Maria Cristina è essa stessa impegnata in una convivenza che coinvolge più di un rifugiato, la storia di uno di loro è estremamente toccante: “c’è stato un periodo in cui io e mio marito siamo arrivati ad ospitare anche tre ragazzi contemporaneamente. Adesso ospitiamo un rifugiato del Mali che è quà già da un anno e mezzo e che fa una vita piuttosto indipendente, avendo un suo lavoro e i suoi giri, e da un mese stiamo accogliendo un ragazzo siriano che purtroppo ha una storia atroce alle spalle. Gli hanno sparato, l’hanno incarcerato, l’hanno torturato, si è ammalato, l’hanno respinto in Germania e rispedito in Italia con ancora una gamba sanguinante, ne ha passate letteralmente di tutti i colori. Siamo felicissimi di averlo e lui è una persona fantastica, ma mai e poi mai avrei potuto affidarlo ad una famiglia diversa dalla mia, si tratta di un caso veramente particolare. Siamo in attesa di sapere se può entrare a far parte di un progetto per vulnerabili e poi valuteremo se non sia il caso di tenerlo in famiglia”.

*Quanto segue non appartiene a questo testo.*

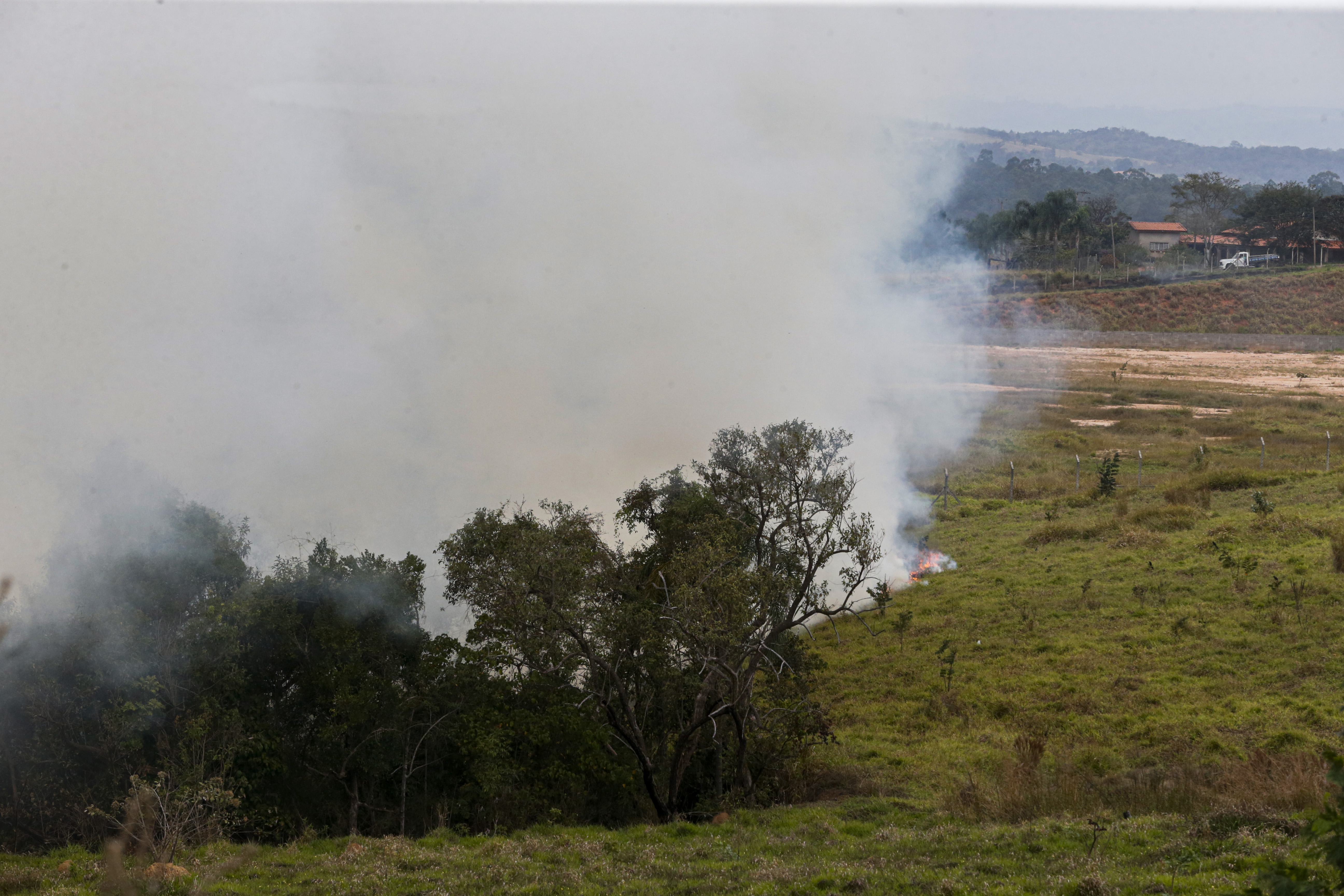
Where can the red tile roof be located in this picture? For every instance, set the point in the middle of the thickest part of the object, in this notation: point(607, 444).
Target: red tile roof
point(1158, 225)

Attualmente in Italia i rifugiati che convivono in famiglia grazie all’intervento di Refugees Welcome sono circa 50, niente a che vedere con i circa 500 della Germania e dei moltissimi che, nonostante i suoi problemi, riesce ad ospitare la Grecia. “Questo a testimonianza che non è una questione di soldi”, chiarisce Maria Cristina. L’auspicio è che molte più persone, in Italia, possano offrire ospitalità tramite il supporto di Refugees Welcome. “Se c’è un messaggio che vogliamo lanciare a tutti coloro che volessero iniziare una convivenza con un rifugiato è cercare di considerare quello che questa esperienza può dare, non togliere in termini economici o di tempo o di chissà cosa. Cerchiamo di lanciare un messaggio diverso rispetto a quelli che stanno lanciando ovunque gruppi veramente pericolosi, un messaggio che non sia soltanto anti, ma anche pro qualcosa o qualcuno. Se c’è una cosa che posso testimoniare in prima persona è proprio il fatto che da esperienze di questo tipo è molto più quello che si riceve che non quello che si dà. Mi rendo conto che non tutti hanno gli spazi e la possibilità di fare questo, ma si può fare dell’attivismo con Refugees Welcome anche con piccole cose, come invitare una volta a pranzo o a cena un ragazzo, dedicandogli delle attenzioni specifiche, non facendolo sentire uno dei tanti, veramente chiunque può contribuire”.